Il ne bougeait pas : il lui était impossible de ne pas penser aux derniers instants de ses parents. Les flammes de partout, du sang de partout. Il avait été habitué aux pires coups de ses géniteurs. Il avait déjà assisté à des meurtres, bien que très rares. Mais ça. Mourir de cette façon ne pouvait être qu’une malédiction.

C’est ce que tu penses. Beaucoup mourront si tu ne viens pas à moi.

Bill leva son regard pour chercher l’origine de la voix, mais avec tous ces gens dont certains le dévisageaient, il n’était plus sûr de sa lucidité.

Ce n’était qu’une radio. Une radio n’a pas de bouches.

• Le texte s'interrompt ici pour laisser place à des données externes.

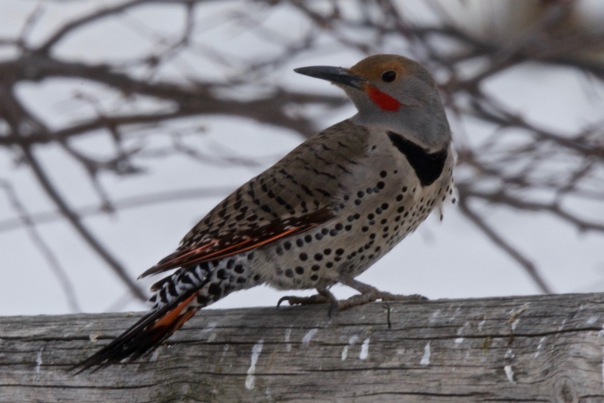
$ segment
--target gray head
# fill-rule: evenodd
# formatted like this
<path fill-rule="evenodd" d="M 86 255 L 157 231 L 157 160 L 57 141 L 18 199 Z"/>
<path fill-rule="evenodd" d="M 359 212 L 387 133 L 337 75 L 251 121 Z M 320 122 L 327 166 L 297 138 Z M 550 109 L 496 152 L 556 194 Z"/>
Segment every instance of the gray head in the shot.
<path fill-rule="evenodd" d="M 451 130 L 434 78 L 422 65 L 394 54 L 370 56 L 350 69 L 295 69 L 330 81 L 355 103 L 361 124 L 402 135 L 430 151 L 451 142 Z"/>

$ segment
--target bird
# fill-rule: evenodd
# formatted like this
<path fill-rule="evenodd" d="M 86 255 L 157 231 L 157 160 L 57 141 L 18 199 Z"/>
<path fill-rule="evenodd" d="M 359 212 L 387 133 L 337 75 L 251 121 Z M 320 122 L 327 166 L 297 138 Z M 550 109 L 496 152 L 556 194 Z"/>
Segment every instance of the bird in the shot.
<path fill-rule="evenodd" d="M 153 284 L 150 310 L 76 364 L 135 360 L 153 351 L 199 309 L 262 284 L 316 289 L 280 304 L 348 308 L 378 299 L 420 299 L 356 280 L 433 211 L 453 200 L 455 154 L 429 72 L 404 56 L 369 56 L 350 68 L 294 71 L 341 88 L 358 112 L 316 134 L 218 203 L 176 251 L 139 278 L 175 269 Z M 359 293 L 338 300 L 336 284 Z"/>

Une radio n’a pas d’yeux. Il avait eu peur et sa peur avait déformé la réalité. Mais alors, pourquoi ne se sentait-il toujours pas rassuré ?

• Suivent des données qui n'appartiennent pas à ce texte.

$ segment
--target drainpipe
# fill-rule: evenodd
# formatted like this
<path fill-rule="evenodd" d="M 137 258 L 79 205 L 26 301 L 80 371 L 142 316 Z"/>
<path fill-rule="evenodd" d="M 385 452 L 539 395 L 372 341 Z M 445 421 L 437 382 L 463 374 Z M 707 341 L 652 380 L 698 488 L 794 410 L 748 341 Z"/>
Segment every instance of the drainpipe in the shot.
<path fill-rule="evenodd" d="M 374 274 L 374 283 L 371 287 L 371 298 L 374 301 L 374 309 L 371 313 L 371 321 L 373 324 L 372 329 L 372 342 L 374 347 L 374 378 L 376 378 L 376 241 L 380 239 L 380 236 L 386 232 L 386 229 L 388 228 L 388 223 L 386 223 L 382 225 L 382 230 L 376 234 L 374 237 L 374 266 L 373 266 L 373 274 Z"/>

Il tenta de lever ses mains, mais remarqua qu’il ne le pouvait pas. À la place, c’étaient des tremblements incontrôlés.

Néanmoins, il réussit à trouver la force de fouiller dans la poche de son pantalon et avec un cœur apaisé, en sortit Woody et Buzz l’éclair. Seulement, ils avaient été déformés par la chaleur. Les deux jouets étant en plastique. Le sourire gauche du cow-boy avait été transformé en un rictus sur le côté droit et le casque du ranger de l’espace avait laissé place à un creux fondu.

— Des jouets, tu pourrais en avoir d’autres, tu sais ? Des neufs en plus.

Sans être surpris, il ne prêta guère attention à son interlocuteur. Ses jouets, c’étaient ses jouets.

Andy Kowen s’assit à côté, sur l’avant-dernière marche de l’escalier.

— Ces jouets ont une valeur sentimentale pour toi ?

Bill ne réagit pas.

Qu’est-ce qu’il me veut, lui ?

Il voulait qu’on le laisse tranquille. Il n’avait plus de famille. Et seuls ces jouets étaient ces dernières figures amicales. Pour qui il se prenait à lui conseiller d’acheter de nouveaux jouets ?

— Comment tu t’appelles ? Tu dois avoir un nom, je me trompe ?

En réponse, Bill serra ses jouets contre lui et une goutte de larme naquit de son œil droit. L’instant d’après, il éclatait en sanglots.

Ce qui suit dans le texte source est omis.